Cut to Osaka, in the late 1980s/early 1990s, and Amano Jyaku's quest for the Chōjin has taken him to Myojin University. It is here that he, Megumi and Kuroko encounter Tatsuo Nagumo and Akemi Ito. From the outset, Amano believes Ozaki to be the Chōjin. However, it transpires that Ozaki merely had some of the Chōjin'''s power and Amano soon realises that Nagumo is his prime suspect.  From here on Amano becomes the unofficial protector of the Chōjin'' and becomes the defender of all that is right and moral - or so he thinks...

Amano's overall character and origin in the manga and OVA series differ greatly. In the manga, he is stated to be the offspring of a human and demon and therefore is a hybrid of both. Due to his many misdeeds involving Mimi, daughter of the Elder, he is banished from the demonic realm and spends 300 years in the human world. In actuality, the Elder sent Amano to find the Chōjin, a demonic god whose dormant spirit is sealed in the body of a human. He has a rather selfish and amoral personality, with him claiming to women that his sperm can protect them from demons if they have sex with him. He is also shown to have no respect for human life, one example is during his first appearance when he tosses a baby he saved from an oncoming truck into a storm gutter to drown, wondering why he even bothered to help the infant at all. It is implied shortly thereafter that he enjoys seeing blood and death, stating that he never expected to find carnage so soon. He is joined in his search by his human sister Megumi (who has been given demonic powers without being a demon herself) and Kuroko; a small lesser demon who has nothing but respect for Amano despite his flawed personality.

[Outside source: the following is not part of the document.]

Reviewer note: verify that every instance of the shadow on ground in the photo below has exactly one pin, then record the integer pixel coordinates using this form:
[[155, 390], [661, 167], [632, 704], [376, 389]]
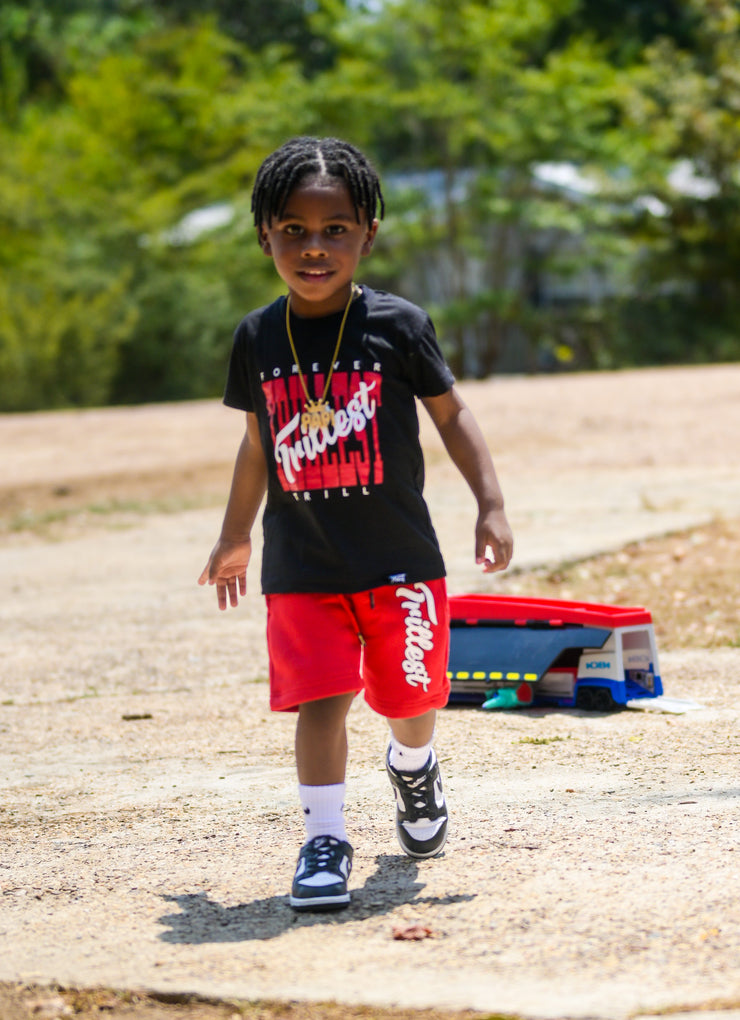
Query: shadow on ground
[[202, 921]]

His OVA depiction is much different. Instead of a demon/human hybrid, Amano is a "beast-man" who spent 300 years hunting for the Chōjin. In this version, he is implied to have left his home realm of his own accord instead of being forced to like in the manga. He is also quite stubborn and determined to discover the identity of the Chōjin and wants the prophecy of the three realms being united in harmony to be made a reality more than anything. In addition, he develops a protective bond with Nagumo and Akemi and is genuinely horrified upon seeing the destruction and chaos that Nagumo causes while in demon form. During the final episode of the first OVA series, Amano desperately tries to appeal to Nagumo's human nature to no avail and sheds tears when he realizes that it is beyond his control. As the series goes on, Amano's faith in the prophecy is challenged constantly and eventually resolves to put an end to the Chōjin and preserve the three worlds as they currently exist. This contrasts greatly to his manga counterpart even though he displays a casual and anti-hero type attitude in both versions.

Voice actors
In all of the anime OVAs and films, Amano has been voiced by Tomohiro Nishimura. However, he is voiced by six people in the English dubs of all of the anime. In Legend of the Overfiend, he is voiced by Chris Yates, who is credited under the Pseudonym, Christopher Courage. In Legend of the Demon Womb, he is voiced by Gregory Wolfe, who also uses the Christopher Courage alias. For Return of the Overfiend, his voice actor is uncredited, but is believed to be Daniel Flynn (actor). In Inferno Road, he is voiced by Mark Blackburn. In the Urotsukidoji: New Saga OVAs, he is voiced by Christopher Stalken.